# Yellowstone kayaking



## caspermike (Mar 9, 2007)

sign it guys missing out on one of the highest quality runs for october plus many many many more


----------



## Dfulford (May 12, 2008)

Done.


----------



## Randaddy (Jun 8, 2007)

Done, but you need a lot more signatures over the next 6 days. Sign it y'all!


----------



## mhelm (Jun 28, 2008)

caspermike and I don't agree too often, but this is something we need. I spent a week in the Jackson Hole area early this summer and Yellowstone has some amazing whitewater that we are not allowed on!!! Please sign this petition and at least get the ball rolling...


----------



## wasatchbill (Apr 9, 2007)

Hmm, this issue needs some publicity; any of you pros want to get on the Oprah show with some great kayak video, and then we would get 5000 signatures in an hour . 

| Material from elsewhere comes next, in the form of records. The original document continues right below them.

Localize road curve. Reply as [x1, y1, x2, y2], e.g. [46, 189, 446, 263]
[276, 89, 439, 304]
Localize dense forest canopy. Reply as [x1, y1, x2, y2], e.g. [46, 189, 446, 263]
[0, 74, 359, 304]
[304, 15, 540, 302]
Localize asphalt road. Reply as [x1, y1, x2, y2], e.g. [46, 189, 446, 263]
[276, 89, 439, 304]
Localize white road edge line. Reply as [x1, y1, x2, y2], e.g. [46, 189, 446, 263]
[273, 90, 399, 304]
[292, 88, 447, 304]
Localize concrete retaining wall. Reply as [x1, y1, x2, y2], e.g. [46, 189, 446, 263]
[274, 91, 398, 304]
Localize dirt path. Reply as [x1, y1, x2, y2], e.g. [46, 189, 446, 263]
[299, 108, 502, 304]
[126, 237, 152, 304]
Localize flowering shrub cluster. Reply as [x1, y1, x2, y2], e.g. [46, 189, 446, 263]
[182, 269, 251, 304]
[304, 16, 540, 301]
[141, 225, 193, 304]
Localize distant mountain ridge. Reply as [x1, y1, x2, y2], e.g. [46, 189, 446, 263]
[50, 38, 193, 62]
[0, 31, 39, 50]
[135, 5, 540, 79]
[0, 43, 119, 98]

Seriously, taking some (legal) photos and video of the runs there would probably help build public support. 
===
I don't like bugging my friends, but signing this is pretty painless and quick. Here is a template email you can copy and paste to your friends. 
===
Hi friends, 
Please consider signing this petition to allow whitewater kayaking in Yellowstone National Park. You would need to create an account on the White House website, which only takes a minute. 
https://wwws.whitehouse.gov/petitions#!/petition/allow-kayaking-yellowstone-national-park/XLs9wq2D

Many other activities are allowed around these rivers. There is no rational reason why whitewater kayaking is not allowed in Yellowstone National Park. Flatwater kayaking is allowed on the lakes. Many of these rivers already have roads along them. 

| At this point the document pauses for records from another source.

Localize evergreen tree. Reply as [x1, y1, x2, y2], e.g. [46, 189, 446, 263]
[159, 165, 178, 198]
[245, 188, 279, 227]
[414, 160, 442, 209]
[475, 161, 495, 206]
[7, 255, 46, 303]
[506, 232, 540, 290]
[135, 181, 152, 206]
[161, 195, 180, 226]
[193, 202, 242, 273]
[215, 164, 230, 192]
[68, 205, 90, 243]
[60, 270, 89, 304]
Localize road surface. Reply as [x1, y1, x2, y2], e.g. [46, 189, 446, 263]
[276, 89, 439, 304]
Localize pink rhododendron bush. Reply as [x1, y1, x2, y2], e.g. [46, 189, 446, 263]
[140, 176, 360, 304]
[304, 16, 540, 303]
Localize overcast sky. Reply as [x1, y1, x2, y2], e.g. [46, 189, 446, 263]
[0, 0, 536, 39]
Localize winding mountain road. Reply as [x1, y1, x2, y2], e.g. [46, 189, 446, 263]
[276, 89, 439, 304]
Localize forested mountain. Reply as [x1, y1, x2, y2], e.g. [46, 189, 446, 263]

Here is a great article by Doug Ammons about paddling a multiday class V run on the Yellowstone river, that provides a lot of background info:
Counting Coup along the Yellowstone River

Please help this petition get to 5000 signatures by October 24th. 
Thanks!


----------



## wasatchbill (Apr 9, 2007)

Hmm, that petition "expired, because it failed to meet the signature threshold."


----------



## caspermike (Mar 9, 2007)

hey bill the last petition was one of 3 or so petitions that have gone around in the past, one has way over 5,000 signatures.

gotta love that Doug Ammons article. been thinking about the film half of it......im sure people would have no idea they were watching YLA product if it wasnt stated. the obviouses are obvious to the observant most would have no idea what they are actually looking at unless the picture has a title


----------



## Wivecaca (Nov 29, 2011)

Although the petition failed, I salute you for the effort. Kudos to all of you.


----------